Q: Jack and his wife went to a party where four other married couples were present. Every person shook hands with everyone he or she was not acquainted with. When the handshaking was over, Jack asked everyone, including his own wife, how many hands they shook?
Q: An escalator is descending at constant speed. A walks down and takes 50 steps to reach the bottom. B runs down and takes 90 steps in the same time as A takes 10 steps. How many steps are visible when the escalator is not operating.Â
Q: A Man is sitting in the last coach of train could not find a seat, so he starts walking to the front coach ,he walks for 5 min and reaches front coach. Not finding a seat he walks back to last coach and when he reaches there,train had completed 5 miles. what is the speed of the train ?
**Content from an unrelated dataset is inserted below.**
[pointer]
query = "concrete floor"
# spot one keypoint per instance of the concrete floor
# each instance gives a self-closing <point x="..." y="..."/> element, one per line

Q: Joe started from Bombay towards Pune and her friend julie in opposite direction. they met at a point . distance traveled by joe was 1.8 miles more than that of julie.after spending some both started there way. joe reaches in 2 hours while julie in 3.5 hours.Assuming both were traveling with constant speed. What is the distance between the two cities.
Q: Motorboat A leaves shore P as B leaves Q; they move across the lake at a constant speed. They meet first time 600 yards from P. Each returns from the opposite shore without halting, and they meet 200 yards from. How long is the lake?
Q: In mathematics country 1,2,3,4....,8,9 are nine cities. Cities which form a no. that is divisible by 3 are connected by air planes. (e.g. cities 1 & 2 form no. 12 which divisible by 3 then 1 is connected to city 2). Find the total no. of ways you can go to 8 if you are allowed to break the journeys.